Citing the $6 cost per fare of the proposed connector, low potential for economic development and uneven socioeconomic benefits, Jacobson said that he began to think about a project that could benefit Oakland as a whole — including what the city could do to reduce its emissions and increase its economic development.

“The more and more I thought about it — I grew up around Oakland and have a lot of experience with the area — the idea of using street cars as a transportation method just made sense,” Jacobson said.

“In the climate of last summer, I figured that going to Stanford, I had a network to build off of to give the city the kind of study it should have had in the first place,” he added. “And things slowly started to come together.”
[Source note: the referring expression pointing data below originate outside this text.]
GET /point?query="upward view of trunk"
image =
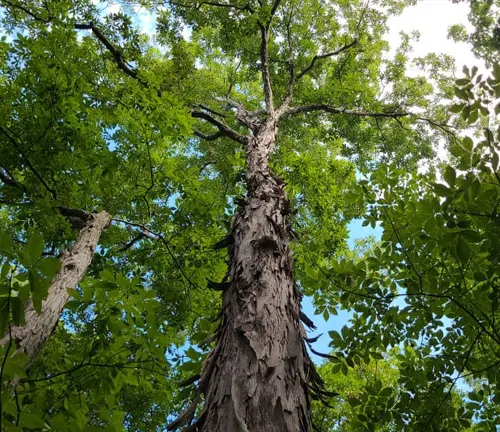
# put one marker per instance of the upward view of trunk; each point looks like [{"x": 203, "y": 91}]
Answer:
[
  {"x": 256, "y": 379},
  {"x": 31, "y": 337}
]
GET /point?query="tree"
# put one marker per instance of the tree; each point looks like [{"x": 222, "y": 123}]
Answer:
[
  {"x": 485, "y": 38},
  {"x": 432, "y": 284},
  {"x": 40, "y": 318},
  {"x": 300, "y": 85}
]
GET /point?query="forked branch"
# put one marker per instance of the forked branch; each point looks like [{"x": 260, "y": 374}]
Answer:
[
  {"x": 325, "y": 56},
  {"x": 223, "y": 129}
]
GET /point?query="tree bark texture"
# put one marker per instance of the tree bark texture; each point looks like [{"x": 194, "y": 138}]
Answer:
[
  {"x": 31, "y": 337},
  {"x": 256, "y": 379}
]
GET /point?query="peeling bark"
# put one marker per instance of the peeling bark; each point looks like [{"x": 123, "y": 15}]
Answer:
[
  {"x": 257, "y": 377},
  {"x": 31, "y": 337}
]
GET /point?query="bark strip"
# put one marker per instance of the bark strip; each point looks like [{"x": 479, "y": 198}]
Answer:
[
  {"x": 31, "y": 337},
  {"x": 257, "y": 378}
]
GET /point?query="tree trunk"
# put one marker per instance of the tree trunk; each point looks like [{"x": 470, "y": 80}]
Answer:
[
  {"x": 31, "y": 337},
  {"x": 256, "y": 379}
]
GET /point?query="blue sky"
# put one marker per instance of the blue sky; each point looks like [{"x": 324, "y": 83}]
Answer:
[{"x": 356, "y": 231}]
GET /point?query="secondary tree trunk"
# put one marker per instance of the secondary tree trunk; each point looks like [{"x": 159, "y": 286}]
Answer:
[
  {"x": 31, "y": 337},
  {"x": 256, "y": 379}
]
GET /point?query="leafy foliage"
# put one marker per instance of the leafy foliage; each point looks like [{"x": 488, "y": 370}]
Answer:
[{"x": 98, "y": 115}]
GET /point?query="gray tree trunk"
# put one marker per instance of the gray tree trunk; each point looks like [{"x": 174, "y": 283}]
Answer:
[
  {"x": 31, "y": 337},
  {"x": 256, "y": 379}
]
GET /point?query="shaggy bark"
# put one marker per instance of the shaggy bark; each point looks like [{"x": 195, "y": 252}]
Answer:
[
  {"x": 31, "y": 337},
  {"x": 257, "y": 377}
]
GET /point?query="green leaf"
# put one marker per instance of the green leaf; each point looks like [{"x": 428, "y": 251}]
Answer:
[
  {"x": 450, "y": 175},
  {"x": 34, "y": 248},
  {"x": 494, "y": 161},
  {"x": 473, "y": 117},
  {"x": 461, "y": 94},
  {"x": 17, "y": 308},
  {"x": 386, "y": 392},
  {"x": 441, "y": 190},
  {"x": 49, "y": 266},
  {"x": 463, "y": 250}
]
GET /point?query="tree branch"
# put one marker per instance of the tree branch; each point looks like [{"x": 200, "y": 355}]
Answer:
[
  {"x": 266, "y": 75},
  {"x": 27, "y": 161},
  {"x": 333, "y": 110},
  {"x": 117, "y": 55},
  {"x": 247, "y": 7},
  {"x": 157, "y": 236},
  {"x": 325, "y": 56},
  {"x": 274, "y": 8},
  {"x": 224, "y": 130},
  {"x": 9, "y": 180},
  {"x": 26, "y": 11}
]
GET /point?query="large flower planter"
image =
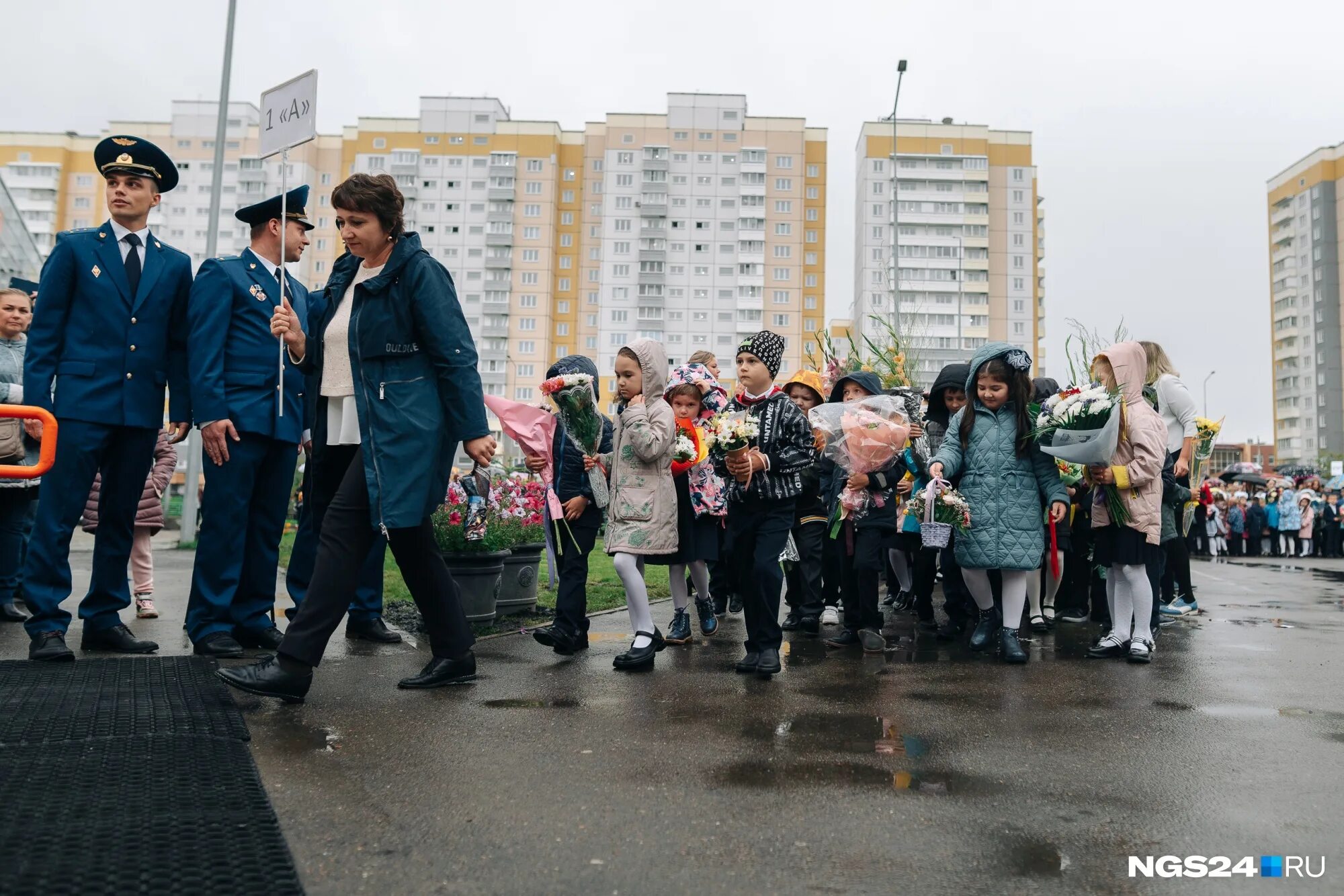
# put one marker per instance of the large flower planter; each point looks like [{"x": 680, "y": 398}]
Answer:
[
  {"x": 478, "y": 578},
  {"x": 518, "y": 585}
]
At a cost of $87 to $92 million, Jacobson’s plan would, in theory, create approximately 37,000 construction jobs over a 15-year period and reduce CO2 emissions by roughly 100,000 tons per year, which translates to a reduction of 4.9 to 5.7 million gallons of gasoline saved annually. The study based its calculations off of similar streetcar projects in Portland, Ore., and Seattle.

Citing the Bay Area’s congested infrastructure and issues like the state’s water crisis, health care, gasoline dependency and climate change, Jacobson argued that a streetcar system and migration out of the Central Valley could create a more sustainable Bay Area.

“If you compare a suburban sprawl home in the Central Valley to a nice apartment or condo in the Oakland/SF/Berkeley area, the oil consumption and CO2 emissions would be half about what they would be in the suburbs,” he said. “The best thing we can do is to have a more sustainable Bay Area, and this is a right step.”

The next step in creating a streetcar line for Oakland involves a series of feasibility studies.

“Daniel did his project almost as a gift to the city,” Miley said, “and where the city is, is we’re moving forward to try to line up the funding to do a lot of studies that need to happen. There’s an environmental study and an alternative analysis that needs to be done before we get to the point where we can put a shovel in the ground … We also need funding, whether it’s a private fund or a federal grant, and we’re several years away from that now.”

This summer, however, the city of Oakland plans to run a new, free shuttle that follows the same alignment outlined in Jacobson’s proposal. The Broadway Shuttle will link Jack London Square to 21st and Broadway, and provide much of the numberical data needed for the feasibility study, according to Miley.

“I think if Oakland takes this on and gets some strong leadership, there’s nothing stopping them from having a streetcar system in around five years,” Jacobson said. “The momentum, the interest and the need is there, and it’s a matter of the city’s officials really pushing for it.”

One of the new features about this project is that the construction for this project spans two blocks in two weeks, runs in fixed traffic and will not consume too many parking spaces, according to Jacobson, who has also devised means to fund the project.

Student proposes streetcar plan for Oakland
Jacobson's proposed streetcar line will run through the heart of downtown Oakland, connecting Piedmont and Upper Broadway with Jack London Square. (Photos courtesy of Daniel Jacobson and Karsten Lemm)

“The design is fairly simple, and the next part is the funding section — construction and operations —  where we ask, what different funding sources can be put together without breaking Oakland’s budget?” Jacobson said. “There’s also an interest in federal funding for this project, but the funding scenarios I’ve come up with are mostly privately driven, and when people ask if Oakland can fund it, the answer is very much yes.”

The impact of this proposal could be huge for the city of Oakland, according to Stout.

“Urban planning bureaucracies tend to be very heavily laden and impenetrable, so [having student projects picked up] hardly ever happens,” Stout said. “But the importance of it being a Stanford student and a citizen in general is essential to our democracy. It shows that there are people out there who are willing to come up with ideas to be considered.”

“At Stanford, we have a great tradition of community service, and this is an example of community service at its highest form,” he added. “It’s outstanding.”